During the 25-minute interview, Rachel gives Rose her take on Iran, American foreign policy, gay rights, President Obama, and Twitter, but also answers questions on more personal topics like the success of her TV show and her sudden fame. When Rose expands at length about how so many people have crushes on her (including "gays, straights, teenagers, rabbis, [and] Republicans"), she blushes and then deftly avoids responding.
It’s a very engaging, substantive conversation that covers a lot of ground. You can watch the entire interview here — the first 17 minutes are focused on politics and policy, the rest on her and her show:
On the President’s stand-back approach to Iran: "I certainly don’t always agree with him on foreign policy issues [but] I think that he is doing the right thing in Iran."

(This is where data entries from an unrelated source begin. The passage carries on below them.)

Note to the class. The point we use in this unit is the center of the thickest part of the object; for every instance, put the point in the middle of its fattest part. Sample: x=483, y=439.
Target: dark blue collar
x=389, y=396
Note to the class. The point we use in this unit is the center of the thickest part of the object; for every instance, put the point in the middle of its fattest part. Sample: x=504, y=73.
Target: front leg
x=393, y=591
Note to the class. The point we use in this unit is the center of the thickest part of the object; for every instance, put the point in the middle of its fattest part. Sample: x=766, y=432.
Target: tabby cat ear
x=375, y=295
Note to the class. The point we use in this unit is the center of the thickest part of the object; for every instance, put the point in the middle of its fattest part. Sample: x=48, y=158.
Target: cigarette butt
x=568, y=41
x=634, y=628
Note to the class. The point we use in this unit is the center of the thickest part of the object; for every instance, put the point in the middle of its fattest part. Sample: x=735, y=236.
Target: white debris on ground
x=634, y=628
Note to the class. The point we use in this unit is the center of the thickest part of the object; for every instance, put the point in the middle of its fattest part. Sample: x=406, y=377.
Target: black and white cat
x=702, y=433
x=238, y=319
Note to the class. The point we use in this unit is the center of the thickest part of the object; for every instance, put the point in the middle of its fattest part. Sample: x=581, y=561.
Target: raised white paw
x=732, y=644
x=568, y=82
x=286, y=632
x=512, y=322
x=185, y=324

On why Twitter has played such a big role in the Iranian election protests: "Decentralized things are powerful things when you’re talking about mass movements."
On the economy: "Regulation isn’t a dirty word, and government having a role in the clean functioning of markets is not something that should be resented, demonized, and minimized."
On Obama’s gay rights record in office so far: "The distance between his actions and his statements on gay rights have been actually a little bit shocking."
On fame: "I try to pretend it doesn’t exist."
On how she realized she was gay: "I just sort of arrived at it through rational deduction."
On being out: "Find your own way, but it is better to be out than to be closeted, and I can say that in terms of quality of life, and in terms of what’s ethically right for your community. It is better for other gay people if you’re out."